Monday, January 31, 2022

Under an alias

The late Donald E. Westlake was such a prolific writer that he could afford to do what a few other prolific writers such as Stephen King and Joyce Carol Oates have done — write novels under another name in order to have more than one new book in bookstores at the same time. Westlake had another purpose back in the 1980s: He wanted to see whether his books would sell as well if readers and reviewers didn't know he was the one writing them. Thus came a brief series of books under the name of Samuel Holt.

His experiment failed miserably because his publisher couldn't keep the secret. Their business is selling books, after all, and they knew Westlake books would sell better than Holt books. So the series was short-lived. One of these novels is What I Tell You Three Times Is False (1987), a meaningless title except that it tells you it's the third book in the series. Other titles include One of Us Is Wrong and I Know a Trick or Two of That.

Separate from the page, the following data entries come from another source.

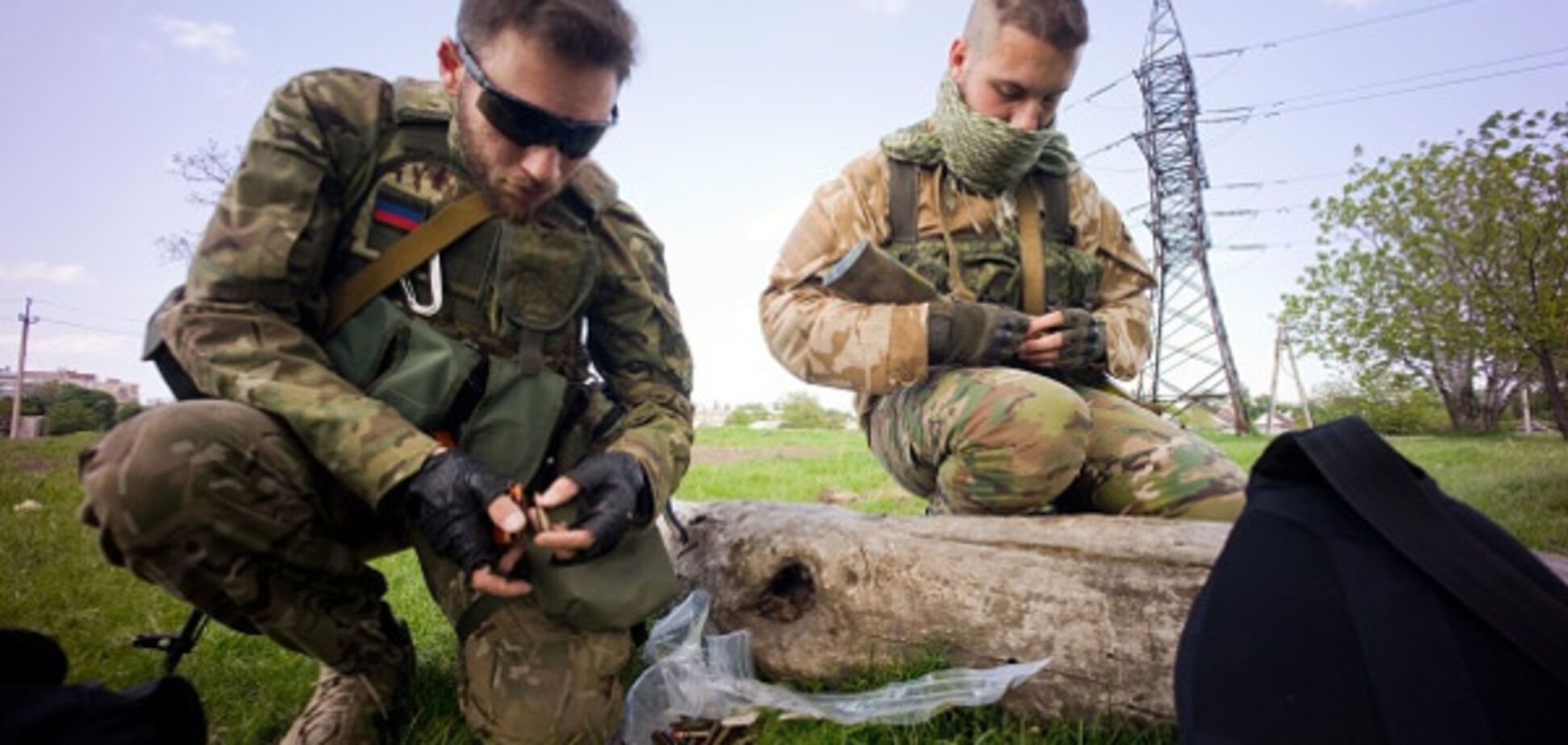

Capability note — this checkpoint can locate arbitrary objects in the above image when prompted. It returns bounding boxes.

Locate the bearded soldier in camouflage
[761,0,1245,519]
[81,0,691,743]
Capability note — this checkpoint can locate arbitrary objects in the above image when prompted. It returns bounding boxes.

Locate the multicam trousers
[81,402,630,742]
[867,367,1246,521]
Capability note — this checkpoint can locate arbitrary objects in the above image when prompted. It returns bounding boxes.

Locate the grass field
[0,428,1568,745]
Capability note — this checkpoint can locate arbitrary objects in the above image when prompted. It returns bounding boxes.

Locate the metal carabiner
[398,254,442,318]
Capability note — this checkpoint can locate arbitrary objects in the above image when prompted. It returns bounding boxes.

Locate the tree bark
[1535,352,1568,439]
[669,502,1568,722]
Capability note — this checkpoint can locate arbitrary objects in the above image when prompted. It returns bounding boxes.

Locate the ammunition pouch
[324,298,676,631]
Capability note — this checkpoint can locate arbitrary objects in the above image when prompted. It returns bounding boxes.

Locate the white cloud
[740,193,811,248]
[0,331,141,360]
[156,17,244,65]
[854,0,910,15]
[0,262,98,285]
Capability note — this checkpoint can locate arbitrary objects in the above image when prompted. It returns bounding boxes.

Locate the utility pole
[1520,387,1535,435]
[11,298,38,439]
[1135,0,1251,435]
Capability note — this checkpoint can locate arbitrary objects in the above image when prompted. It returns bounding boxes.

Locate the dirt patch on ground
[6,455,55,473]
[691,445,828,466]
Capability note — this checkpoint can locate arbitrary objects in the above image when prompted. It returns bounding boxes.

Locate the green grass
[0,428,1568,745]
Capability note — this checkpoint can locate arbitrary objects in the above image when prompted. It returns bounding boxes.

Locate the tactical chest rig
[886,157,1103,315]
[149,80,676,635]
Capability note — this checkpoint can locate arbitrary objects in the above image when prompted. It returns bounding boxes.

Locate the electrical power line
[1207,47,1568,121]
[1061,71,1132,113]
[1191,0,1475,60]
[38,318,141,339]
[1198,60,1568,124]
[1078,133,1132,160]
[1209,202,1311,218]
[33,300,144,323]
[1209,171,1345,189]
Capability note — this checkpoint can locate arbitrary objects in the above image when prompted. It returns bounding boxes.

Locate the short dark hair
[458,0,636,81]
[975,0,1088,52]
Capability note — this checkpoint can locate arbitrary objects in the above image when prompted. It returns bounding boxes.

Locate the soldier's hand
[400,450,532,597]
[925,301,1030,365]
[533,453,654,561]
[1018,307,1106,372]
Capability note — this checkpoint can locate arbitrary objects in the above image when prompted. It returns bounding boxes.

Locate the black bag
[0,629,207,745]
[1176,418,1568,745]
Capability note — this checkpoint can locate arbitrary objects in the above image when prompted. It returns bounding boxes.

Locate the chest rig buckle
[398,254,442,318]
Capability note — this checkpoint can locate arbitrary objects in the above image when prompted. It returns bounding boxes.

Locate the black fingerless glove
[1057,307,1106,373]
[389,450,511,576]
[925,301,1028,365]
[566,453,654,561]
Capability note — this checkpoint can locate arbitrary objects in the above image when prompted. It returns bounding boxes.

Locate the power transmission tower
[11,298,38,439]
[1264,323,1314,435]
[1135,0,1251,435]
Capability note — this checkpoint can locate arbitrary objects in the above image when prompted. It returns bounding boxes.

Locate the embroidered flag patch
[375,194,425,232]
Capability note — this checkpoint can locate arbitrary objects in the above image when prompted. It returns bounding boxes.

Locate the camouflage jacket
[761,143,1154,411]
[161,71,691,503]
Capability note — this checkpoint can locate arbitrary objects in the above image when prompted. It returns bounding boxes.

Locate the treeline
[1282,110,1568,438]
[724,392,852,430]
[0,383,144,436]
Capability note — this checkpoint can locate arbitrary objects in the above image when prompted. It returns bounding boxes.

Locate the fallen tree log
[671,502,1568,722]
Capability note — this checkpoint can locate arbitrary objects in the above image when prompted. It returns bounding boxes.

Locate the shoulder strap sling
[887,160,920,243]
[1018,174,1078,315]
[1016,179,1046,315]
[323,191,490,335]
[1295,418,1568,685]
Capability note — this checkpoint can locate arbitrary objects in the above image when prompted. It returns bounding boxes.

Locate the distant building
[691,403,736,427]
[0,367,141,403]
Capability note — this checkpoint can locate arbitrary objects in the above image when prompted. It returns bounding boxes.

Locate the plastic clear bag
[621,588,1050,745]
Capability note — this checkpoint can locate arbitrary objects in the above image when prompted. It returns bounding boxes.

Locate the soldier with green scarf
[761,0,1245,521]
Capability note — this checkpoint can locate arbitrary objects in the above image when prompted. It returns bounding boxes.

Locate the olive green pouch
[323,297,480,430]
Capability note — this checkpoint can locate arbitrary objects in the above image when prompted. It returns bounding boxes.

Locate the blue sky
[0,0,1568,406]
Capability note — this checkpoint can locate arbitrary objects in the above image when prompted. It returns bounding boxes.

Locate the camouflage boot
[279,624,414,745]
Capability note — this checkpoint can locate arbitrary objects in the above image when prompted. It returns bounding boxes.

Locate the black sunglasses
[457,36,621,158]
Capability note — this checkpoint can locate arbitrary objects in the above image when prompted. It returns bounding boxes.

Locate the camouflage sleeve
[759,152,927,395]
[1068,171,1156,380]
[161,71,436,503]
[588,202,691,508]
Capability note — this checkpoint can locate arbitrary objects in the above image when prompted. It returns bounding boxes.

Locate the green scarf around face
[882,75,1078,196]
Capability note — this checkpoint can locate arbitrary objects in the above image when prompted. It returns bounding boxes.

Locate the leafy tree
[1312,372,1449,435]
[48,398,102,435]
[724,403,773,427]
[1284,111,1568,436]
[48,383,119,435]
[0,395,44,427]
[778,390,850,430]
[156,139,243,264]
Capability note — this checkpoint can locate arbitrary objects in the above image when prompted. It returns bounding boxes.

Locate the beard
[455,106,555,221]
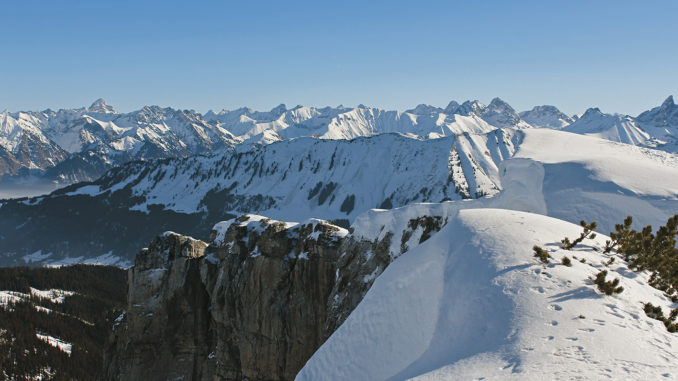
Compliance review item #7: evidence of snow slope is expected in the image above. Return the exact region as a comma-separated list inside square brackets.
[519, 105, 574, 130]
[563, 108, 654, 146]
[69, 130, 514, 221]
[297, 209, 678, 380]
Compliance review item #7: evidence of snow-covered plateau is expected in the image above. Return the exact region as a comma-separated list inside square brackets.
[297, 209, 678, 380]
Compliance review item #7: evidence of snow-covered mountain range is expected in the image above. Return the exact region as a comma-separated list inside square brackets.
[0, 97, 678, 194]
[0, 128, 678, 265]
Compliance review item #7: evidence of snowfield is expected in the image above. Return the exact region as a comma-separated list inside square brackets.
[297, 209, 678, 380]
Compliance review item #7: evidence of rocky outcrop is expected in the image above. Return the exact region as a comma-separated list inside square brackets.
[104, 215, 442, 380]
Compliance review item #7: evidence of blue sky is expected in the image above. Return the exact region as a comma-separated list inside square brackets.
[0, 0, 678, 115]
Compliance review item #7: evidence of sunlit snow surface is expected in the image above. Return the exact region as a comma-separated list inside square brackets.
[297, 209, 678, 380]
[35, 333, 73, 355]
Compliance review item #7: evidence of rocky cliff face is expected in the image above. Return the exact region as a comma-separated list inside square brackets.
[104, 215, 443, 380]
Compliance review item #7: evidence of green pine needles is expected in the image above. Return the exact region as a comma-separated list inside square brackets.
[593, 270, 624, 295]
[532, 245, 551, 263]
[560, 220, 598, 250]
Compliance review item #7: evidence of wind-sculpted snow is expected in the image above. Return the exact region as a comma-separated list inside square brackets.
[562, 108, 657, 147]
[297, 209, 678, 380]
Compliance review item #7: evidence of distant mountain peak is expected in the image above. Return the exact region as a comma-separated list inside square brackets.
[271, 103, 287, 115]
[454, 100, 485, 116]
[661, 95, 676, 108]
[445, 100, 459, 114]
[518, 105, 574, 129]
[87, 98, 116, 114]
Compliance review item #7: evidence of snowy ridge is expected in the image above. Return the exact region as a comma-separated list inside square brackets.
[0, 97, 678, 187]
[69, 129, 514, 221]
[563, 108, 656, 146]
[297, 209, 678, 380]
[519, 105, 574, 130]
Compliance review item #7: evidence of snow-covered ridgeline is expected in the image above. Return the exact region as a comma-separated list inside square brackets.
[297, 209, 678, 380]
[68, 129, 514, 220]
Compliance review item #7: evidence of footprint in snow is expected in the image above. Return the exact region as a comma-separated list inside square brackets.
[531, 286, 545, 294]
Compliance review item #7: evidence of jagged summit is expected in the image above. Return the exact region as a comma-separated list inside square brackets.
[444, 100, 459, 114]
[0, 96, 678, 193]
[480, 98, 521, 127]
[518, 105, 574, 130]
[87, 98, 117, 114]
[448, 100, 485, 116]
[661, 95, 676, 108]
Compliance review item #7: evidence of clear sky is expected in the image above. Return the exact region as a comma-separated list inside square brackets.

This mystery falls somewhere between the comic caper novels Westlake wrote under his own name and the hardboiled Parker novels he wrote under the name of Richard Stark. It may remind you of one of those Agatha Christie novels where a group of  people are isolated and then murdered one after the other. In this case several actors known for playing famous fictional detectives, along with a few other people, gather on a remote island to make a film for charity. The murders, plus a prolonged tropical storm, force the actors to try to equal the detective skills of their fictional personas, the likes of Sherlock Holmes, Jane Marple and Charlie Chan.

Sam Holt, who played a popular TV detective named Jack Packard and who is the actor most eager to put the role behind him, is nevertheless the one who eventually identities the murderer. The novel stays interesting and fun while never becoming exciting or memorable. Westlake may have had another good reason to want to publish this book under another name.